Probolinggo – Satuan Lalu Lintas (Satlantas) Polres Probolinggo terus meningkatkan kualitas pelayanan publik, khususnya dalam pelaksanaan ujian praktik Surat Izin Mengemudi (SIM) baik roda dua (R2) maupun roda empat (R4). Komitmen pelayanan humanis ini diwujudkan melalui program “Polantas Menyapa” yang diterapkan di seluruh jajaran pelayanan SIM pada Senin pagi (17/11/2025).
Aipda Arifin Susilo, petugas penguji praktik SIM R2 dan R4 Satlantas Polres Probolinggo, mengatakan bahwa pihaknya memberikan arahan lengkap terkait tata cara ujian praktik serta rambu-rambu lalu lintas sebelum peserta memulai ujian. Hal ini dilakukan agar pemohon dapat mengikuti ujian dengan tenang tanpa hambatan berarti.

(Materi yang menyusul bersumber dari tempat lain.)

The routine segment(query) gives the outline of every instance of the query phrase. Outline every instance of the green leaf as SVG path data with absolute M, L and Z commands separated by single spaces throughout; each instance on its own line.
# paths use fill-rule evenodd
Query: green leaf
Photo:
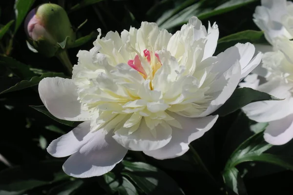
M 0 189 L 9 192 L 24 192 L 69 178 L 62 170 L 63 162 L 46 160 L 4 170 L 0 172 Z
M 14 3 L 14 12 L 16 22 L 14 33 L 16 33 L 22 20 L 26 16 L 35 0 L 16 0 Z
M 264 139 L 263 132 L 255 134 L 234 151 L 226 163 L 225 170 L 229 170 L 242 162 L 250 161 L 248 159 L 251 156 L 260 156 L 272 146 Z
M 262 154 L 260 155 L 250 155 L 242 158 L 243 162 L 259 161 L 272 164 L 293 171 L 293 157 L 282 156 L 271 154 Z
M 249 3 L 257 1 L 258 0 L 230 0 L 223 3 L 215 9 L 201 13 L 198 16 L 200 20 L 204 20 L 213 16 L 224 14 L 240 7 L 247 5 Z
M 79 30 L 81 27 L 83 27 L 83 25 L 84 25 L 84 24 L 85 24 L 85 23 L 86 23 L 86 22 L 87 21 L 87 19 L 86 19 L 85 20 L 84 20 L 84 22 L 83 22 L 83 23 L 82 23 L 79 26 L 78 26 L 78 27 L 77 27 L 77 28 L 76 29 L 76 30 L 75 31 L 75 32 L 77 32 L 78 30 Z
M 83 0 L 81 2 L 77 3 L 71 7 L 69 11 L 70 12 L 73 12 L 88 5 L 92 5 L 93 4 L 97 3 L 103 0 Z
M 222 147 L 222 159 L 227 160 L 231 154 L 247 138 L 264 131 L 268 123 L 256 123 L 250 120 L 243 112 L 239 112 L 227 132 Z
M 44 73 L 40 77 L 34 77 L 29 80 L 21 80 L 21 82 L 17 83 L 15 85 L 0 92 L 0 95 L 5 93 L 11 92 L 15 91 L 21 90 L 23 89 L 26 89 L 28 87 L 31 87 L 33 86 L 37 85 L 40 81 L 46 77 L 62 77 L 65 78 L 66 77 L 63 73 Z
M 5 66 L 17 76 L 29 79 L 36 75 L 30 69 L 30 66 L 12 58 L 0 55 L 0 65 Z
M 66 36 L 66 38 L 65 38 L 65 39 L 64 39 L 63 41 L 57 43 L 57 45 L 58 45 L 60 47 L 61 47 L 62 49 L 65 49 L 65 47 L 66 47 L 69 39 L 70 39 L 69 36 Z
M 106 185 L 103 186 L 109 194 L 118 192 L 121 195 L 138 195 L 135 187 L 125 176 L 118 178 L 114 174 L 109 172 L 103 175 L 103 177 Z
M 231 191 L 237 195 L 248 195 L 244 182 L 240 176 L 239 172 L 235 168 L 233 168 L 226 171 L 223 174 L 224 182 L 227 189 L 227 191 Z M 230 194 L 230 192 L 229 194 Z
M 50 117 L 51 118 L 56 120 L 57 122 L 60 122 L 60 123 L 70 126 L 71 127 L 75 126 L 75 122 L 74 121 L 68 121 L 64 120 L 61 120 L 60 119 L 57 118 L 53 115 L 47 110 L 45 106 L 30 106 L 30 107 L 37 110 L 37 111 L 41 112 L 41 113 L 47 115 L 48 117 Z
M 185 7 L 179 12 L 176 9 L 172 10 L 171 14 L 168 16 L 171 16 L 168 18 L 163 15 L 162 18 L 164 18 L 163 20 L 162 18 L 159 19 L 157 22 L 160 28 L 168 30 L 187 23 L 188 20 L 193 16 L 196 16 L 200 20 L 206 19 L 211 16 L 233 10 L 256 0 L 230 0 L 214 8 L 203 7 L 203 3 L 206 0 L 202 0 Z M 167 19 L 166 20 L 165 18 L 167 18 Z
M 219 115 L 223 117 L 251 103 L 264 100 L 280 100 L 282 99 L 248 87 L 237 88 L 226 102 L 211 115 Z
M 68 45 L 68 48 L 73 48 L 75 47 L 79 47 L 84 44 L 86 43 L 90 40 L 96 38 L 97 36 L 97 33 L 95 32 L 92 32 L 89 35 L 86 35 L 86 36 L 83 37 L 76 39 L 73 43 Z
M 255 161 L 258 159 L 265 160 L 265 158 L 262 158 L 261 156 L 267 156 L 267 154 L 264 154 L 263 153 L 272 146 L 272 145 L 265 141 L 263 131 L 251 136 L 240 144 L 235 150 L 226 163 L 222 175 L 225 185 L 228 188 L 237 195 L 247 195 L 246 191 L 244 191 L 244 184 L 239 183 L 241 181 L 241 177 L 235 166 L 244 162 Z M 271 158 L 267 160 L 274 160 Z M 287 164 L 286 165 L 288 166 L 288 164 Z
M 262 31 L 246 30 L 224 37 L 219 39 L 215 55 L 223 52 L 236 43 L 269 44 Z
M 41 147 L 41 148 L 42 148 L 43 150 L 44 150 L 46 149 L 46 148 L 47 148 L 47 140 L 43 136 L 40 136 L 40 138 L 39 138 L 39 142 L 40 143 L 40 147 Z
M 129 178 L 146 194 L 184 195 L 175 181 L 159 169 L 143 162 L 124 160 L 122 174 Z
M 46 126 L 45 127 L 45 129 L 47 129 L 48 130 L 53 131 L 54 132 L 56 132 L 56 133 L 58 133 L 59 134 L 60 134 L 61 135 L 63 135 L 66 134 L 66 132 L 64 132 L 64 131 L 60 129 L 60 128 L 59 128 L 58 127 L 56 127 L 55 125 L 48 125 L 48 126 Z
M 70 195 L 83 183 L 84 182 L 81 179 L 68 181 L 52 188 L 47 194 L 48 195 Z
M 9 29 L 10 26 L 11 26 L 13 22 L 14 22 L 14 20 L 11 20 L 0 29 L 0 40 L 1 40 L 2 38 L 4 36 L 4 35 L 5 35 Z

Menurut Arifin, program “Polantas Menyapa” merupakan bagian dari transformasi pelayanan publik bertajuk “Regident Menyapa”, yang menekankan pelayanan ramah, humanis, serta komunikatif kepada masyarakat. “Program Regident Menyapa diterapkan pada seluruh personel unit SIM, terutama yang berhadapan langsung dengan masyarakat. Kami ingin memberikan pelayanan terbaik, jelas, dan mudah dipahami,” ujarnya.
Dalam program tersebut, setiap petugas diwajibkan menyapa, bersikap ramah, serta memberikan penjelasan dan pengarahan secara sederhana kepada pemohon SIM di lingkungan Kantor Satpas Probolinggo.
Pelayanan humanis tersebut mendapat respons positif dari warga. Salah satunya Jamaludin (30), warga Kecamatan Krejengan, yang datang ke Satpas Probolinggo untuk membuat SIM C baru. Ia mengaku terbantu dengan penjelasan petugas mengenai alur pembuatan SIM.
“Saya diarahkan untuk melengkapi surat kesehatan dan psikologi di luar Satpas. Setelah itu saya mendaftar melalui Register Online Satpas Probolinggo. Semua dipandu dengan baik,” ungkap Jamaludin kepada awak media.
Setelah proses administrasi, Jamaludin mengikuti tahapan selanjutnya, mulai dari pengambilan data, foto, ujian teori, hingga ujian praktik kendaraan. Setelah dinyatakan lulus, proses berlanjut ke pembayaran Penerimaan Negara Bukan Pajak (PNBP) di loket BRI hingga akhirnya SIM diterbitkan.
“Alhamdulillah, dengan informasi dan arahan yang jelas dari petugas Satpas Probolinggo, saya bisa melalui semua proses dengan baik dan lancar. Hari ini saya resmi memiliki SIM C,” tutup Jamaludin.